“Know thy data” is one of the fundamental principles of sound data science.1 Another name for this is data profiling. The article “Big Data – Naughty or Nice?” listed six foundational concepts of data science.2 Along with #2 “Know thy data,” the article listed five other data science “commandments”: 1) Begin with the end in mind; 3) Remember that this *is* science; 4) Data is never perfect, but love your data anyway; 5) Overfitting is a sin against data science; and 6) Honor thy data’s first mile and last mile. We expand on data profiling here by elucidating the following four steps toward knowing your data: data preview and selection; data cleansing and preparation; feature selection; and data typing for normalization and transformation.
Author Kirk Borne joins John Santaferraro of Actian in The Briefing Room to discuss the process for building analytical insights.
Data Preview and Selection
Knowledge of your data begins with a thorough preview of the good, bad and ugly parts of your data collection, and it ultimately leads to a decision about which portions of the data set you will select for your data science analysis. This activity includes checking numeric attributes to see if their values are within the expected range (e.g., the minimum and maximum values are sensible for each attribute). It also includes examining the set of unique values for discrete categorical attributes (to see if the values match your expectations) – e.g., if an attribute is an address field, does the value have the format of an address? If the address includes a postal code (ZIPcode), is the code in the right format? If the attribute is a class label, is there only one unique spelling for the label or are there multiple misspellings?
Invoking the simple SQL command “SELECT UNIQUE *” can uncover surprising results in real-world databases. Summarizations and aggregations of the data can also be informative (e.g., by executing the SQL “GROUP BY” aggregate function on your database). For example, with continuous numeric data or discrete non-numeric data values, a data distribution (histogram) plot can be quite revealing: Does the data histogram have a reasonable distribution? Does it have a long tail? Is it symmetric? Furthermore, multiple X-Y scatter plots of many different attribute pairs present simple visual summarizations of the data that can quickly expose outliers, hot spots, trends or even degenerate attributes, in which either all of the entries are the same for a given attribute or else the values for two different attributes are perfectly correlated (e.g., a list of birthdates for a million customers has a perfect one-to-one correlation with the list of customers’ ages). In addition, if possible, performing external checks through cross-database comparisons (where some of the data values may be replicated) can be used to verify the consistency of the data values.
Data Cleansing and Preparation
After you have selected the attributes for your analytics project, then you must prepare and clean those data values for use. Textbook authors frequently inform us that 40-60% of the time spent on a data analytics project is spent in cleaning and preparation. Most of us who have done this long enough will know that such an estimate can be very wrong – in fact, it is not unusual for 90-95% of the time to be spent in data cleaning and prep.
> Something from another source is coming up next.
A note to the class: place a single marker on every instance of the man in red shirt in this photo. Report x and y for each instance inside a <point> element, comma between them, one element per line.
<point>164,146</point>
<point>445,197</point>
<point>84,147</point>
This is not “time wasted.” On the contrary, this is time “well invested” – you will develop greater confidence in and advocacy for your analytics project results by working with the cleanest possible data. (Note: some projects focus specifically on the outliers, the novel and surprising parts of the database – intentionally searching for anomalous behavior – in these cases, you most emphatically want to be certain that anomalous data values are properties of the objects being studied and not artifacts of your data collection process or data pipeline.)
During the data clean and prep stage, you may be surprised to discover that you will do more data profiling than in the data preview stage. For example, you will discover many aspects of your data that will need to be “handled” in some way (cleaned or removed or “fixed”), including: NULL values, missing values, errors, noise or unexpected data artifacts. Data prep also includes data normalizations and transformations, which are discussed separately below, since those activities often require subject matter and domain expertise (e.g., converting an attribute into some specific physical units or creating a new explanatory variable from the ratio of two specific attributes, or transforming an IP address into a geo-location, such as a latitude/longitude pair).
After selecting and then cleaning data attributes for use, it is time to select the subset of attributes that will be used for each question (i.e., data science hypothesis) that you will pose against your data. Different questions require different attributes in order to reach the most accurate answer. At this stage of data profiling, you select the inputs (feature vector attributes) that will be fed into your data science tasks (e.g., predictive analytics, segmentation, recommendations or link analysis). Selecting the most informative and predictive attributes is critical to the success of that activity. The feature vector may contain a very small subset of the total set of data attributes – such parsimonious models are frequently preferred (i.e., if you cannot explain the behavior of your customers with simple, transparent, explainable models, then who will believe a very complex model?).
Some models are necessarily much more complex, such as the recommendation algorithm that won the Netflix $1million challenge,3 and feature selection is even more critical (to avoid excessively bloated models). Nevertheless, it is essential to select different combinations of explanatory variables for different analytics questions (e.g., this is a defining characteristic of the random forests algorithm).
Data Typing for Normalization and Transformation
Practical use of data science algorithms requires further adjustments of data values, particularly for attributes that have units (e.g., monetary, physical, temporal, spatial). Converting such attributes to dimensionless units (e.g., dividing by a characteristic value of the attribute) or converting a set of similar attributes (e.g., currencies) to a common unit enables the algorithm to discover real trends and patterns in your data instead of spurious correlations caused by simple inconsistencies in units. Similarly, it is often very convenient and scientifically sensible to use normalized values, for example: scale all numerical values from min-to-max to 0-to-1 scale, or 0-to-100 scale; scale values to zero mean and unit variance;4 convert discrete categorical data into numeric values or ranked lists (which works particularly well with ordinal [ordered] data values); or discretize continuous data into bins. In cases of scaling, many different attributes are consequently weighted democratically in the model, instead of giving unfair weight to attributes that naturally have large numerical values. This is especially important in distance (or similarity) metric calculations, where one attribute can dominate and skew the metric calculation unfairly. Finally, data typing is important when using algorithms that expect a certain type of data input, such as: continuous numeric data for regression models; discrete data values for association or link analysis; binary data for logistic regression; or sequential data for Markov models. Thorough knowledge of your data informs good data science models. Ultimately, data profiling is the best path to “knowing thy data” for your analytics project.